Minggu, 5 April 2015
Sesaat sebelum memasuki pelabuhan Bakauweni jam 3.33 pagi dini hari, 2 orang intel polisi narkoba memberi tanda untuk memberhentikan kendaraan, dengan sopan dan alat senter yang dipegang sambil menunjukkan kalau tangannya kosong meminta ijin untuk memeriksa kendaraan. Sesaat tampak sibuk memeriksa semua bagian kendaraan termasuk sampah2 yg ada. Pemeriksaan yang cukup teliti. Mantab, semoga narkoba hilang dari bumi nusantara ini.
Begitu memasuki kawasan pelabuhan untuk antri naik kapal terdapat aktivitas yang menarik, banyak ibu2 yang jualan kopi. Dengan semangat mereka menawarkan kopi, disaat pagi yang dingin pastilah kopi tersebut akan terasa lebih mantab. Jadi ingat Iwan Fals dengan iklan kopinya.
Jadi teringat hal yang sama 2-3 tahunan yang lalu, dimana dikawasan stasiun senin dan gambir juga banyak penjual kopi. Namun sekarang sudah tidak ada, sepertinya mereka sudah dilarang berjualan.
Sekarang ini, di stasiun tersebut bagi yang membutuhkan makanan atau bagi penikmat kopi atau kopi untuk sekedar menghabiskan waktu, bisa membeli di toko modern alfatmart, seven 7 dan indomart serta dunkin.
Pengguna jasa akan merasakan suasana stasiun yang rapi dan bersih. Dan makanan yang disediakan toko modern tersebut juga terasa lebih bersih dan banyak pilihan. Yang tentu saja beda jenis dan harganya dibanding makanan dr orang2 yang jualan di kawasan stasiun.
Bagi pengguna jasa stasiun, keberadaan toko modern itu pasti sangat membantu, terutama bagi yang beruang. Tinggal pilih, bayar, selesai.
Tapi bagaimana dengan masyarakat yang biasanya jualan di kawasan stasiun? Kemana mereka? Seandainya mereka tidak memiliki pekerjaan pengganti, akankah mereka tetap akan menjadi orang baik2?

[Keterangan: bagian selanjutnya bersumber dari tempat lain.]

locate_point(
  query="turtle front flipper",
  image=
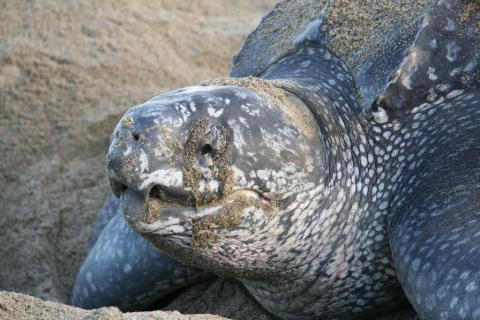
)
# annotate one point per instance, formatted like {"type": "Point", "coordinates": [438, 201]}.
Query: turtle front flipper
{"type": "Point", "coordinates": [444, 58]}
{"type": "Point", "coordinates": [124, 270]}
{"type": "Point", "coordinates": [435, 237]}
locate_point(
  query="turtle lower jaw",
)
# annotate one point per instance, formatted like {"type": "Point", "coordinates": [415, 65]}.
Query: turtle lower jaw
{"type": "Point", "coordinates": [170, 211]}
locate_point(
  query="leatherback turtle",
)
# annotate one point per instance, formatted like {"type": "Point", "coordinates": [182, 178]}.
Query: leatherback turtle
{"type": "Point", "coordinates": [281, 179]}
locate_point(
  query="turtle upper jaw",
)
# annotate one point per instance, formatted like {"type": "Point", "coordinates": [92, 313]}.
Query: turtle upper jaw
{"type": "Point", "coordinates": [167, 210]}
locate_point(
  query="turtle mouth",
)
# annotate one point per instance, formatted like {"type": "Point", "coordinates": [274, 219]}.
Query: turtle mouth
{"type": "Point", "coordinates": [167, 207]}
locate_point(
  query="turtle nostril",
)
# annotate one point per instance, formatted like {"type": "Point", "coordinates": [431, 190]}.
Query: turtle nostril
{"type": "Point", "coordinates": [207, 148]}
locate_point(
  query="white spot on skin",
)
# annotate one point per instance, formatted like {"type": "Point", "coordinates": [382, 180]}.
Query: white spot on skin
{"type": "Point", "coordinates": [143, 162]}
{"type": "Point", "coordinates": [380, 116]}
{"type": "Point", "coordinates": [214, 113]}
{"type": "Point", "coordinates": [452, 51]}
{"type": "Point", "coordinates": [431, 74]}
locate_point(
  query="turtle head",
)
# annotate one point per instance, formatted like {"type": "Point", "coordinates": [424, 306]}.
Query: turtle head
{"type": "Point", "coordinates": [207, 174]}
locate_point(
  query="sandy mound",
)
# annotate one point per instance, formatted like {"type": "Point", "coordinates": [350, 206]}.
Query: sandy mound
{"type": "Point", "coordinates": [68, 71]}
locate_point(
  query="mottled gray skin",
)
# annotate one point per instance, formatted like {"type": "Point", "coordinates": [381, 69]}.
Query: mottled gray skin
{"type": "Point", "coordinates": [362, 206]}
{"type": "Point", "coordinates": [124, 270]}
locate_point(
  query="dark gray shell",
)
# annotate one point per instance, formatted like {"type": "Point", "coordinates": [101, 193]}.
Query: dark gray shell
{"type": "Point", "coordinates": [372, 42]}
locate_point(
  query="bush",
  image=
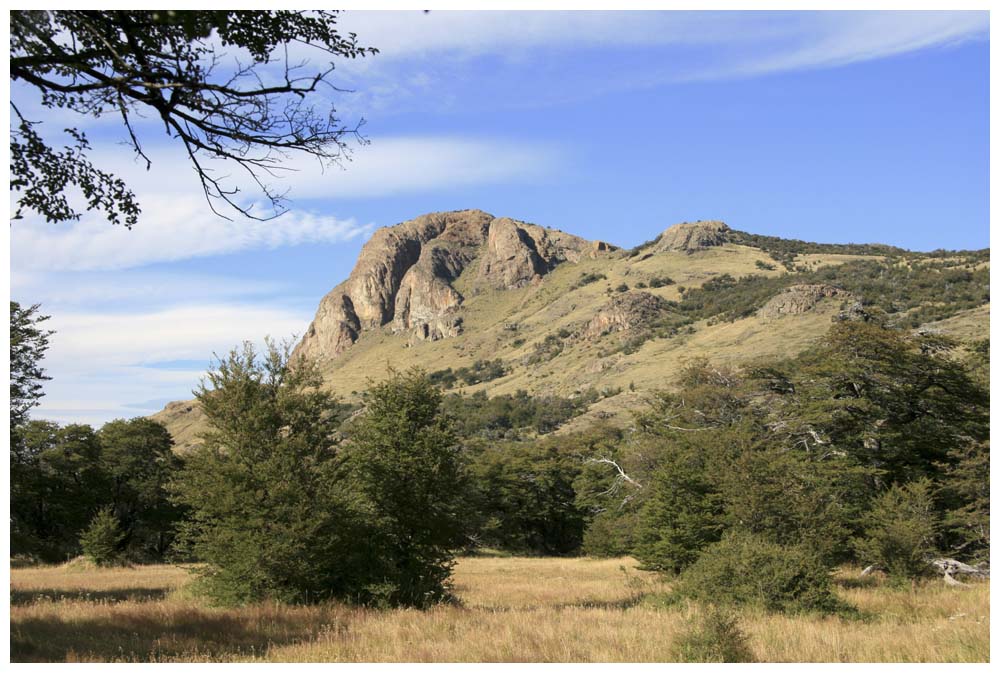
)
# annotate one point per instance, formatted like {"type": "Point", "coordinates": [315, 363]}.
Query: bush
{"type": "Point", "coordinates": [901, 531]}
{"type": "Point", "coordinates": [714, 636]}
{"type": "Point", "coordinates": [747, 569]}
{"type": "Point", "coordinates": [271, 514]}
{"type": "Point", "coordinates": [103, 538]}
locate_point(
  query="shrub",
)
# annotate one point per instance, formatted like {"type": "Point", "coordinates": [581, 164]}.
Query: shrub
{"type": "Point", "coordinates": [901, 531]}
{"type": "Point", "coordinates": [588, 278]}
{"type": "Point", "coordinates": [746, 569]}
{"type": "Point", "coordinates": [714, 636]}
{"type": "Point", "coordinates": [103, 538]}
{"type": "Point", "coordinates": [271, 514]}
{"type": "Point", "coordinates": [660, 281]}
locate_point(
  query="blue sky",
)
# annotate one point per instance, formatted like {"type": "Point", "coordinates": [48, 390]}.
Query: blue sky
{"type": "Point", "coordinates": [838, 127]}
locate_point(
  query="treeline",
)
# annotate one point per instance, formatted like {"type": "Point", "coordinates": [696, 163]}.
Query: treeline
{"type": "Point", "coordinates": [62, 477]}
{"type": "Point", "coordinates": [749, 485]}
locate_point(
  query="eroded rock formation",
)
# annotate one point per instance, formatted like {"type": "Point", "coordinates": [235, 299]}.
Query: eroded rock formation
{"type": "Point", "coordinates": [404, 275]}
{"type": "Point", "coordinates": [800, 299]}
{"type": "Point", "coordinates": [691, 237]}
{"type": "Point", "coordinates": [628, 311]}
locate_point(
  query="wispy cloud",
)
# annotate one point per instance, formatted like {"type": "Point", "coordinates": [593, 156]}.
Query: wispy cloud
{"type": "Point", "coordinates": [105, 363]}
{"type": "Point", "coordinates": [173, 228]}
{"type": "Point", "coordinates": [425, 58]}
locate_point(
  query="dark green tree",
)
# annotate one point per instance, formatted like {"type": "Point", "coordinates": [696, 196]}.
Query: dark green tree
{"type": "Point", "coordinates": [28, 343]}
{"type": "Point", "coordinates": [102, 542]}
{"type": "Point", "coordinates": [137, 462]}
{"type": "Point", "coordinates": [172, 65]}
{"type": "Point", "coordinates": [902, 530]}
{"type": "Point", "coordinates": [525, 493]}
{"type": "Point", "coordinates": [405, 463]}
{"type": "Point", "coordinates": [270, 512]}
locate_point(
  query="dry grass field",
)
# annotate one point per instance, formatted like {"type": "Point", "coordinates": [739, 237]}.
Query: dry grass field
{"type": "Point", "coordinates": [511, 610]}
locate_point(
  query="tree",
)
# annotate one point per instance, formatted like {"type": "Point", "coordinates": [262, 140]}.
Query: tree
{"type": "Point", "coordinates": [271, 513]}
{"type": "Point", "coordinates": [525, 493]}
{"type": "Point", "coordinates": [171, 64]}
{"type": "Point", "coordinates": [404, 461]}
{"type": "Point", "coordinates": [901, 531]}
{"type": "Point", "coordinates": [103, 539]}
{"type": "Point", "coordinates": [28, 343]}
{"type": "Point", "coordinates": [137, 462]}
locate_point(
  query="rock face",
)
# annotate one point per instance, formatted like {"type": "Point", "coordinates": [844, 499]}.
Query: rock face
{"type": "Point", "coordinates": [691, 237]}
{"type": "Point", "coordinates": [628, 311]}
{"type": "Point", "coordinates": [518, 253]}
{"type": "Point", "coordinates": [404, 274]}
{"type": "Point", "coordinates": [800, 299]}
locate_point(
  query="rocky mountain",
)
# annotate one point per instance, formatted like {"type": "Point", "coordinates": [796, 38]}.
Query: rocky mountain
{"type": "Point", "coordinates": [566, 315]}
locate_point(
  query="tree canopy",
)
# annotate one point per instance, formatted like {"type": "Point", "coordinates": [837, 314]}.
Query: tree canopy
{"type": "Point", "coordinates": [221, 82]}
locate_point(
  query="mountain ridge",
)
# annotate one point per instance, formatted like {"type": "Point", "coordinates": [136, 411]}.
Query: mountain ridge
{"type": "Point", "coordinates": [564, 314]}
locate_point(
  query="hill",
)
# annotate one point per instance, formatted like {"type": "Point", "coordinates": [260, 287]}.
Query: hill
{"type": "Point", "coordinates": [498, 305]}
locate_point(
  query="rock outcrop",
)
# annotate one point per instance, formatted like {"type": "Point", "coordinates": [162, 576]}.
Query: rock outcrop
{"type": "Point", "coordinates": [404, 274]}
{"type": "Point", "coordinates": [800, 299]}
{"type": "Point", "coordinates": [692, 237]}
{"type": "Point", "coordinates": [625, 312]}
{"type": "Point", "coordinates": [518, 253]}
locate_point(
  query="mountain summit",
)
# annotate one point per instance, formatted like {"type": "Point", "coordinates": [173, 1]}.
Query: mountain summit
{"type": "Point", "coordinates": [404, 275]}
{"type": "Point", "coordinates": [514, 306]}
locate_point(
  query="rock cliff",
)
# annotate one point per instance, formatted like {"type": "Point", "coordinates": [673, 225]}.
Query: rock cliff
{"type": "Point", "coordinates": [404, 274]}
{"type": "Point", "coordinates": [690, 237]}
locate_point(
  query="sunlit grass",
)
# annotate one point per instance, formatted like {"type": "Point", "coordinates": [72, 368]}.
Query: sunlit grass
{"type": "Point", "coordinates": [510, 609]}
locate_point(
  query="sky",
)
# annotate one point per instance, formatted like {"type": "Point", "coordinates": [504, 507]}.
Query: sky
{"type": "Point", "coordinates": [822, 126]}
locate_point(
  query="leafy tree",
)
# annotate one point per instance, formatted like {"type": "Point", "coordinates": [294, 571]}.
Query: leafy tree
{"type": "Point", "coordinates": [964, 492]}
{"type": "Point", "coordinates": [901, 530]}
{"type": "Point", "coordinates": [526, 494]}
{"type": "Point", "coordinates": [28, 343]}
{"type": "Point", "coordinates": [138, 462]}
{"type": "Point", "coordinates": [270, 512]}
{"type": "Point", "coordinates": [170, 64]}
{"type": "Point", "coordinates": [56, 486]}
{"type": "Point", "coordinates": [898, 403]}
{"type": "Point", "coordinates": [102, 540]}
{"type": "Point", "coordinates": [405, 464]}
{"type": "Point", "coordinates": [746, 569]}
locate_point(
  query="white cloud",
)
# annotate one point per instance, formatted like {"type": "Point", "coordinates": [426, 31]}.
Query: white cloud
{"type": "Point", "coordinates": [172, 228]}
{"type": "Point", "coordinates": [842, 38]}
{"type": "Point", "coordinates": [103, 364]}
{"type": "Point", "coordinates": [833, 37]}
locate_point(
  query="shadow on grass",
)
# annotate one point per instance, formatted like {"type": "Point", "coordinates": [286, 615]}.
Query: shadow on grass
{"type": "Point", "coordinates": [19, 597]}
{"type": "Point", "coordinates": [152, 634]}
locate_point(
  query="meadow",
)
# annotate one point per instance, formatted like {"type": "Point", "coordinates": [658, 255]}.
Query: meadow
{"type": "Point", "coordinates": [509, 609]}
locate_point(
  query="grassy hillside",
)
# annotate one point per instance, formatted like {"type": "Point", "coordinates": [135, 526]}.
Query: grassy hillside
{"type": "Point", "coordinates": [537, 332]}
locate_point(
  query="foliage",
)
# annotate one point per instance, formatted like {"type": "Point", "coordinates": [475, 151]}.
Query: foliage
{"type": "Point", "coordinates": [714, 636]}
{"type": "Point", "coordinates": [137, 462]}
{"type": "Point", "coordinates": [171, 64]}
{"type": "Point", "coordinates": [509, 416]}
{"type": "Point", "coordinates": [28, 343]}
{"type": "Point", "coordinates": [909, 294]}
{"type": "Point", "coordinates": [901, 530]}
{"type": "Point", "coordinates": [525, 494]}
{"type": "Point", "coordinates": [660, 281]}
{"type": "Point", "coordinates": [747, 569]}
{"type": "Point", "coordinates": [588, 278]}
{"type": "Point", "coordinates": [481, 371]}
{"type": "Point", "coordinates": [545, 350]}
{"type": "Point", "coordinates": [404, 462]}
{"type": "Point", "coordinates": [102, 540]}
{"type": "Point", "coordinates": [270, 513]}
{"type": "Point", "coordinates": [964, 494]}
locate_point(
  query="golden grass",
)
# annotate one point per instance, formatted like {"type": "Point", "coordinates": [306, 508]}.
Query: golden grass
{"type": "Point", "coordinates": [511, 609]}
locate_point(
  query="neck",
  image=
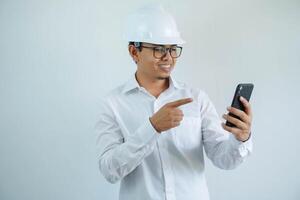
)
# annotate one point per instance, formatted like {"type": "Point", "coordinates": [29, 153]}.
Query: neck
{"type": "Point", "coordinates": [156, 84]}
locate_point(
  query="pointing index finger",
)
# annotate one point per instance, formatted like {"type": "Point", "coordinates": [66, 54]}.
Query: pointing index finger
{"type": "Point", "coordinates": [180, 102]}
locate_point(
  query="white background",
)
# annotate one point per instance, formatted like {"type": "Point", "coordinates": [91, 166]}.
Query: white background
{"type": "Point", "coordinates": [57, 59]}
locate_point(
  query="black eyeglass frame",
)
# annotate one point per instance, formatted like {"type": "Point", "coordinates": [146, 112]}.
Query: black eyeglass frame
{"type": "Point", "coordinates": [165, 50]}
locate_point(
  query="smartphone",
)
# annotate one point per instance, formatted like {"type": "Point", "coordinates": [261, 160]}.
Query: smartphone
{"type": "Point", "coordinates": [244, 90]}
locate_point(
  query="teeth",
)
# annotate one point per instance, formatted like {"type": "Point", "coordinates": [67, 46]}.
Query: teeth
{"type": "Point", "coordinates": [165, 66]}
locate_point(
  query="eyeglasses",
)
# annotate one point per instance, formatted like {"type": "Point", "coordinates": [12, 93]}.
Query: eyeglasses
{"type": "Point", "coordinates": [160, 51]}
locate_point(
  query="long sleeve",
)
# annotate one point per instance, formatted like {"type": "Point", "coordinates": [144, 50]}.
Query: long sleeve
{"type": "Point", "coordinates": [221, 147]}
{"type": "Point", "coordinates": [118, 156]}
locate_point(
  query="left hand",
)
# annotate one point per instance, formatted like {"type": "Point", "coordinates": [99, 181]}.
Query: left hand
{"type": "Point", "coordinates": [243, 125]}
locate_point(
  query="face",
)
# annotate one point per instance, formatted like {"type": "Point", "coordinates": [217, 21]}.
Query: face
{"type": "Point", "coordinates": [151, 67]}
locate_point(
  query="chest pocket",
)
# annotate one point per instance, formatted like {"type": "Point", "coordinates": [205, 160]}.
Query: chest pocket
{"type": "Point", "coordinates": [188, 134]}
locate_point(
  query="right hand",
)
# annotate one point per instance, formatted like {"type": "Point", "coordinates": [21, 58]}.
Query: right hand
{"type": "Point", "coordinates": [169, 115]}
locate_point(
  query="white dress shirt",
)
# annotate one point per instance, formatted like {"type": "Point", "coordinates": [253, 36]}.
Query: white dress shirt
{"type": "Point", "coordinates": [166, 166]}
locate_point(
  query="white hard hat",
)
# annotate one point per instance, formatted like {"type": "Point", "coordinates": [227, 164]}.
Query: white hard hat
{"type": "Point", "coordinates": [152, 24]}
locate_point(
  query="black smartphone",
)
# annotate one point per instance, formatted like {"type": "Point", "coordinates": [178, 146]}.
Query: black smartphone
{"type": "Point", "coordinates": [244, 90]}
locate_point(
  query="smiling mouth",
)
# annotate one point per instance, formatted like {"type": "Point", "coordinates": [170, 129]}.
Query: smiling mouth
{"type": "Point", "coordinates": [166, 68]}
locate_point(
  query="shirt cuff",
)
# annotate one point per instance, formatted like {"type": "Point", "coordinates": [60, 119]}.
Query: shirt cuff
{"type": "Point", "coordinates": [244, 148]}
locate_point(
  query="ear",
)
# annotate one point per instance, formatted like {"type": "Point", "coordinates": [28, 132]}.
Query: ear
{"type": "Point", "coordinates": [133, 51]}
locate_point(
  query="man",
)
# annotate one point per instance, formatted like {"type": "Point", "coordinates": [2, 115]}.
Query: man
{"type": "Point", "coordinates": [152, 130]}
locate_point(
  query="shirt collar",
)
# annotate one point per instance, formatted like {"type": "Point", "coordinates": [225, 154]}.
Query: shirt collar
{"type": "Point", "coordinates": [133, 84]}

Bagaimana dengan para pengunjung dari kalangan masyarakat bawah yang ingin menikmati kopi? Para sopir yang sedang menjemput, yang biasanya menghabiskan waktu dengan menikmati kopi sachetan tersebut?
Misalnya lg di kawasan Bandara soetta, memang masih banyak restoran dan outlet yang merek Indonesia, tapi tidak bisa ditutupi juga ternyata sudah banyak yang merk asing. Dan dikawasan parkir terminal 2 baru 1 tahun terakhir ada warung2 kecil yang sesuai dengan driver dan penjemput kelas bawah disekitar parkiran.
Kembali ke pelabuhan bakauweni, apa jadinya seandainya ibu2 penjual kopi dan makanan yang dikawasan dipelabuhan dilarang dan diganti toko2 modern?
Akankah masyarakat akan merasa memiliki pelabuhan? Akankah masyarakat bisa lebih sejahtera? Atau ada program pengelola pelabuhan agar masyarakat penjual diberi bantuan?
Apakah tidak bisa membangun dan mengelola pelabuhan dengan tetap melibatkan masyarakat sekitar, tanpa meninggalkan mereka?
Bukankah arah pengelolaan bandara sudah menuju privatisasi? Dan pelabuhan juga begitu? Akankah masyarakat kecil akan menjadi penonton? Menjadi tenaga kasar? Atau nantinya menjual makanan dan minuman sembunyi2 dari security?
Yang perlu diingat kembali adalah, apakah tujuan keberadaan BUMN/D apakah hanya akan mengejar laba? Bukankah tetap harus ada misi sosial.
Kalau seandainya stasiun, pelabuhan, bandara yg masih di kelola oleh BUMN, tidak lagi melibatkan masyarakat kecil dan sekitar, apalagi kalau nantinya sudah di jual ke asing. Terus, siapa yang membela masyarakat kecil? Bukankah konstitusi mengamanatkan keadilan sosial bagi seluruh rakyat indonesia.